*Turn 2 Blog is a regular feature on InsideCircleTrack.com. Here, site operators Michael Moats and Richard Allen take turns offering their thoughts on the NASCAR and pavement short track racing topics of the day.
On Sunday in the Advent Health 400 at Kansas Speedway, Kurt Busch became the eleventh different winner in the first thirteen NASCAR Cup Series races in the 2022 season. With still thirteen more races to go before the NASCAR Playoffs cut, could there be sixteen or more winners?
Richard: In years past I have not given much consideration to the possibility of there being sixteen different winners in the first 26 races of the season. But when you consider that there have been a couple of unexpected victors already this season, I think there is the real possibility that it could happen this time around.

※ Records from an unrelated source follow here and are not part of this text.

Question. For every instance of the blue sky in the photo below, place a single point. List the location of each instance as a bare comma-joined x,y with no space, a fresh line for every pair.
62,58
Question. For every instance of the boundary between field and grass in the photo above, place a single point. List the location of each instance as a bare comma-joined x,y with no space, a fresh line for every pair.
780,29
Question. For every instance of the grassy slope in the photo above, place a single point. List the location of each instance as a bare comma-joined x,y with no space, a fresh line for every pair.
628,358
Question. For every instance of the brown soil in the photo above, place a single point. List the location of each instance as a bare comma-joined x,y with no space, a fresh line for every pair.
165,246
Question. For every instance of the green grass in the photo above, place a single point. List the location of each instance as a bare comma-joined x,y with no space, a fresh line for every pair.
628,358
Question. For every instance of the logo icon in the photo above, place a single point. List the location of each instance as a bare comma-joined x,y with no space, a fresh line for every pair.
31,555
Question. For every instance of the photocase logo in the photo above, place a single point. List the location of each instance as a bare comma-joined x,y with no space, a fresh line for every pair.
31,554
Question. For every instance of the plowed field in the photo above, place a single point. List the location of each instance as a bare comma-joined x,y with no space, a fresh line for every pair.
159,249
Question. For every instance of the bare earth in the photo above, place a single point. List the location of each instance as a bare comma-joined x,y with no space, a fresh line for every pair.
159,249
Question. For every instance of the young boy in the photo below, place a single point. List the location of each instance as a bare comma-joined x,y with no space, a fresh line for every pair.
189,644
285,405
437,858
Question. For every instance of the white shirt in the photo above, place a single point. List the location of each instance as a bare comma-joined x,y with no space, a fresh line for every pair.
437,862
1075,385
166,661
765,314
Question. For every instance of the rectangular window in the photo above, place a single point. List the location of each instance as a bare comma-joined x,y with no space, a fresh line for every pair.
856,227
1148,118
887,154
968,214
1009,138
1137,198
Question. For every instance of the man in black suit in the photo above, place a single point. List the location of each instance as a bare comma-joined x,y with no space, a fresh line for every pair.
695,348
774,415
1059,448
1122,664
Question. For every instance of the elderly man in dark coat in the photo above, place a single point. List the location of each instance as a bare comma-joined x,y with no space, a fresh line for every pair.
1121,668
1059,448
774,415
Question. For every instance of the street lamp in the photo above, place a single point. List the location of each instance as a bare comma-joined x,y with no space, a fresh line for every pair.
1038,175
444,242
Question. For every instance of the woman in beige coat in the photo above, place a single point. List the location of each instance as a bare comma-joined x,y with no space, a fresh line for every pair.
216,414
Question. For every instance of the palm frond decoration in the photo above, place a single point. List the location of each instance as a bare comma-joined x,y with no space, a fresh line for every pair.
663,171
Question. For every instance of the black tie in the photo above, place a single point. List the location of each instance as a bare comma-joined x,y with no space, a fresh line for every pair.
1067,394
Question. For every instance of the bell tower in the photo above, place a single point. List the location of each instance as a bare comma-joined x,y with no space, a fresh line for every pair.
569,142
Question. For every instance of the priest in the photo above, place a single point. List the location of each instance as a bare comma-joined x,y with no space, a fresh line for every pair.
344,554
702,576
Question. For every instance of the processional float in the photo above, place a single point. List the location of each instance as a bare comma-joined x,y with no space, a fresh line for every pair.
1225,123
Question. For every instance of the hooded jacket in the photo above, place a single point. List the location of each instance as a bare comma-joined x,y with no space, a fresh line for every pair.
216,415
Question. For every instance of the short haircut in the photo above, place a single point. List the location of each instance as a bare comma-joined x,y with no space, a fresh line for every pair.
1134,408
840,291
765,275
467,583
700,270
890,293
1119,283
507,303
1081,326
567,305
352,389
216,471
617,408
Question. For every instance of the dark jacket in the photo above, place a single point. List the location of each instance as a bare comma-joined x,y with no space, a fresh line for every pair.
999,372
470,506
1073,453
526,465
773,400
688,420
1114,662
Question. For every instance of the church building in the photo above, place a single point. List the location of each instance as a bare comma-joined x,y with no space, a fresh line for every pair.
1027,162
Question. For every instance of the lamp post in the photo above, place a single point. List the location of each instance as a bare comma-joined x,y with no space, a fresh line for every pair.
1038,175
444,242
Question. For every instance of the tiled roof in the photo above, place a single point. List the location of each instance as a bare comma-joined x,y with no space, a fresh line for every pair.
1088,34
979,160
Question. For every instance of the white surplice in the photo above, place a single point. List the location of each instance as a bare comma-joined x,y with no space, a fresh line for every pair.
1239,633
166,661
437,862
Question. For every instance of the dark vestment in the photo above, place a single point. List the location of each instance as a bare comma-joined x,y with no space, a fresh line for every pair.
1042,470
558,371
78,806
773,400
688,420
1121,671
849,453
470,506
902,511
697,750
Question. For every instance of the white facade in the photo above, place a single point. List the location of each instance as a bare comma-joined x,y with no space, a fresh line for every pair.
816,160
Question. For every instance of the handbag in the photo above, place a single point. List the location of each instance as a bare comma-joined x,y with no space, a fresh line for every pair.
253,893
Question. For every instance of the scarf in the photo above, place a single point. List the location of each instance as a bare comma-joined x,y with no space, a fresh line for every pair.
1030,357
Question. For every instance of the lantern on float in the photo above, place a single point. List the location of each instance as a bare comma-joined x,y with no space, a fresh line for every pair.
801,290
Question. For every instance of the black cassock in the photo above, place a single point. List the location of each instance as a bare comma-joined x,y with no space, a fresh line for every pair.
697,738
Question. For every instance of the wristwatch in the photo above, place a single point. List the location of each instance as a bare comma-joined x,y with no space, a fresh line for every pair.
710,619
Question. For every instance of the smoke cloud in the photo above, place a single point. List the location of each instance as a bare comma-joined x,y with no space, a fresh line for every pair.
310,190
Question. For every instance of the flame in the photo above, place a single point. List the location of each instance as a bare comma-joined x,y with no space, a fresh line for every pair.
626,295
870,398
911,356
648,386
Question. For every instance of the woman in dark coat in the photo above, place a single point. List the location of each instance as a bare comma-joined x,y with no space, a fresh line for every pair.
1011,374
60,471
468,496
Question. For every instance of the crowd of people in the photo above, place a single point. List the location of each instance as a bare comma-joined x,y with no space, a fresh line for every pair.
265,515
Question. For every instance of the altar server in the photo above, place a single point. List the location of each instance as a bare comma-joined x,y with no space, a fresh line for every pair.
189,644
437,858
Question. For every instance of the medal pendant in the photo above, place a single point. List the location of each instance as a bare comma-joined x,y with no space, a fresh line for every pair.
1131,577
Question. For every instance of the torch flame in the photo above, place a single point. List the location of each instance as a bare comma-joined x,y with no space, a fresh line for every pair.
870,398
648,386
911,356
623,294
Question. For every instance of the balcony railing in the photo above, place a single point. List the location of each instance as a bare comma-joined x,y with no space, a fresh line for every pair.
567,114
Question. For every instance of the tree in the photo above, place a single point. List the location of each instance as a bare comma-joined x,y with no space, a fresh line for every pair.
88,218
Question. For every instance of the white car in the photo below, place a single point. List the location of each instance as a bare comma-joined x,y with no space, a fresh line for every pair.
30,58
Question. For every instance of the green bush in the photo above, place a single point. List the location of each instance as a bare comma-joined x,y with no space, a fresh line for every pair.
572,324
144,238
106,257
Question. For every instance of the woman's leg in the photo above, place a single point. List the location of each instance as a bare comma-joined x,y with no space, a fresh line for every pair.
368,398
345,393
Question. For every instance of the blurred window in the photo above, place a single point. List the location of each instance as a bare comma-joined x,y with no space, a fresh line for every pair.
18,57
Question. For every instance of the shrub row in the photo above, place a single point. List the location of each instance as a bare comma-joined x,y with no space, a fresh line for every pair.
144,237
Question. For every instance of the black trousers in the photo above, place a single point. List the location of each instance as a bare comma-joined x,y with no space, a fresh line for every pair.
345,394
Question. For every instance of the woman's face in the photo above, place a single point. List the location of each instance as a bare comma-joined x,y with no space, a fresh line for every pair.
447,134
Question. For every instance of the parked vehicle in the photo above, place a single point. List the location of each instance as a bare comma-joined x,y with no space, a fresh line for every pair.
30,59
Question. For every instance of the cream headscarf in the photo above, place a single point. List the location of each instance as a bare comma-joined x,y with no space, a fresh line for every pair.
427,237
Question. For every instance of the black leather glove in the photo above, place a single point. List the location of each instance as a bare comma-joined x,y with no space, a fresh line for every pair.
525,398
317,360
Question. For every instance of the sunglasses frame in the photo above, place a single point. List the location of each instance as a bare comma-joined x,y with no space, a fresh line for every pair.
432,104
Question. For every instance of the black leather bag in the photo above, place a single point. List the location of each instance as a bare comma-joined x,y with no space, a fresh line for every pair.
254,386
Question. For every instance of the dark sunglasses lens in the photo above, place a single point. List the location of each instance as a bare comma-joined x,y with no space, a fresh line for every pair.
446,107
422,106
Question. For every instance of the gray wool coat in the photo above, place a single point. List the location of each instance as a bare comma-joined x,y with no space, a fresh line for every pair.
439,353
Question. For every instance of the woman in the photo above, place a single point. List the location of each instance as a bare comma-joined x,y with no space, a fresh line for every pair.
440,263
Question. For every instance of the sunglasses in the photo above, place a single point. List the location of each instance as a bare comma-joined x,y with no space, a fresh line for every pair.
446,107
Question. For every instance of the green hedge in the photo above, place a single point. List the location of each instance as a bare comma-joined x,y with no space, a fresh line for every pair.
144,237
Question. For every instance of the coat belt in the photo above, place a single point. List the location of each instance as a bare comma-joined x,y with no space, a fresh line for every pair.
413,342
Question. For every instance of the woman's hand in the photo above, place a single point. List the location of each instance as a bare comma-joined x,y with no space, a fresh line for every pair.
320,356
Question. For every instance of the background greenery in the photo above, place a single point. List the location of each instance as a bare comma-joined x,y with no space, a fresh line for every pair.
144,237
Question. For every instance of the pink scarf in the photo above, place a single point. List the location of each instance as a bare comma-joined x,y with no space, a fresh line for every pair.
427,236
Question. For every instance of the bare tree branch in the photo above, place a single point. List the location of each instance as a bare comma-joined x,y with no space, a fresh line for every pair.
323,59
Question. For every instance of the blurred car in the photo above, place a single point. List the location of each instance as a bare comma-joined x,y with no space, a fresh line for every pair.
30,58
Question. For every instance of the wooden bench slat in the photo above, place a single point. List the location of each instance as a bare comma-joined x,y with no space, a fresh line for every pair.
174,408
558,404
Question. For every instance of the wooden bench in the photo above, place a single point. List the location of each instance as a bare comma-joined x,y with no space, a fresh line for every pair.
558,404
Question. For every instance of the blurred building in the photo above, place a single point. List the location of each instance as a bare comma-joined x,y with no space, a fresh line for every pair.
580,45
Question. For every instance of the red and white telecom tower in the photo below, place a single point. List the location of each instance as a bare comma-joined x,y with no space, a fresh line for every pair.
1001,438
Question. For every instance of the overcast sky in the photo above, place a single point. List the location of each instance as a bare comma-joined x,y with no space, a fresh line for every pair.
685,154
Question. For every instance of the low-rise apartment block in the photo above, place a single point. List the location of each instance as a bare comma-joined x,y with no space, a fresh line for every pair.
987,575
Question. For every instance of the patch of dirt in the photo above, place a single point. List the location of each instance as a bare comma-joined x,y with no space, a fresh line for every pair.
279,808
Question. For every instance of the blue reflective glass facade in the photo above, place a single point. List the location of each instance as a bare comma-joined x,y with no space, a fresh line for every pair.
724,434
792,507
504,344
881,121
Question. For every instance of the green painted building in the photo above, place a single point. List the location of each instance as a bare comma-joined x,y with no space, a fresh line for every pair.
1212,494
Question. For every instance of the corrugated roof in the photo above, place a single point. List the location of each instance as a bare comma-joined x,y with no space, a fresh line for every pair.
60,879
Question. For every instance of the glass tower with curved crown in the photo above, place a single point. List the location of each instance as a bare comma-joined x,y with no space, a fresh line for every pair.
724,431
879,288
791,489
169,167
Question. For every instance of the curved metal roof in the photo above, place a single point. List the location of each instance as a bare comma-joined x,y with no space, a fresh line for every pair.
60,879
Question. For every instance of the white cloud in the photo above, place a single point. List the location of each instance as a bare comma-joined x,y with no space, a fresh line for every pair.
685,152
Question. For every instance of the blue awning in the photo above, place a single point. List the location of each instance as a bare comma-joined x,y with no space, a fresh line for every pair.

Blaney, Truex, Bell, Harvick, Almirola, Dillon and Reddick are all drivers who entered Sunday’s race inside the top-16 in points but have yet to win a race. And keep in mind that, with the exception of Reddick, each of those drivers has won races during their Cup careers so the ability to do so is there. Those are seven drivers vying for five remaining Playoff spots.
And besides those listed above, there are several who could get a win at certain tracks if everything were to fall in place. Ricky Stenhouse Jr. could win at Daytona, Michael McDowell is very good at Daytona and on road courses, and Erik Jones has actually been in position to win on a couple of occasions this season. Bubba Wallace and Chris Buescher have had moments in which they displayed strength, and of course, there is always that chance for an oddity to occur like that which allowed Justin Haley to win at Daytona a few years ago.
The regular season champion is locked into the Playoffs even without a win and there is still the realistic possibility that Blaney could achieve that. We could actually see a scenario in which a driver who has won a race does make the cut.
I don’t actually believe there will be sixteen or more different winners before the Playoff cut but I wouldn’t bet the farm on that.
Michael: I never thought there would ever be 16 different winners in a season. The odds are against that happening. But as we have seen in recent weeks, a driver can be struggling for a few weeks and then find themselves in victory lane.
With some wild card races still ahead, I can see several more winners emerge. As you mentioned, drivers like Harvick, Truex, Blaney, and Reddick are drivers who could and should get a win soon. Also, factor in a new Cup Series track coming up in a few weeks could produce an unexpected winner.
Kurt Busch entered the Advent Health 400 at Kansas Speedway 21st in points and now he has a win that, in all likelihood, will grant him admission to the NASCAR Playoffs. Relying on points alone to make the Playoffs is pretty risky business, isn’t it?
Richard: This question is kind of a continuation of the previous, but no, teams should not be relying solely on points to make the NASCAR Playoffs. As stated above there are several drivers within the top-16 who do not yet have a win to their credit. With two winning drivers(Austin Cindric & Kurt Busch) outside the top-16, that means there are already two of those without a win who would be kicked out if the cut were made today.
Not that they do anyway, but I don’t see how any team can think of playing it safe and pointing their way in. The mentality now has to be that of the old Al Davis-owned Oakland Raiders- “Just win, baby”.
Michael: I don’t think teams should be relying on points to make the playoff field until the last few races before the playoffs start. A win should almost guarantee a driver to be in, unless we get a situation like we discussed above.
Winning isn’t easy. I think all drivers with the top teams make an effort to win each and every week. But at least if they can’t win a race, they know they have points to fall back on.
Other than the money, is there any reason to take this coming weekend’s NASCAR All-Star Race seriously?
Richard: I will most likely watch the NASCAR All-Star Race but it has been a long time since I cared very much about it. That said, though, last year’s version was actually very entertaining. And of course, the drivers and teams care about the money.
I will say this, however. NASCAR’s All-Star event is probably the best among the sports I watch. The NFL has to come up with a format that will run as little risk as possible of getting a player hurt. The NBA’s game is a joke in that no one plays defense, and absolutely no one takes the MLB’s game seriously.
The skills contests leading into those events are often times better than the games themselves. That said, I will take the NASCAR All-Star Race only slightly seriously but still more so than those of any other sport.
Michael: I have always felt the All-Star Race was a bit of a misnomer because the race itself is matching competitors that compete against each other every week as it is. The stick and ball sports feature players being on the same team that are always on other teams. NASCAR doesn’t have that.
I will say those races from the early 90’s were some of the best ones. I don’t know if it was because Humpy Wheeler just knew how to promote it or the drivers were a different breed back then.
For many years, the Open race has always been my favorite because it’s drivers trying to get into the All-Star Race and it’s usually among drivers that are rarely in contention for a win. They lay it all on the line. It’s been a while since we’ve seen that in the All-Star Race itself.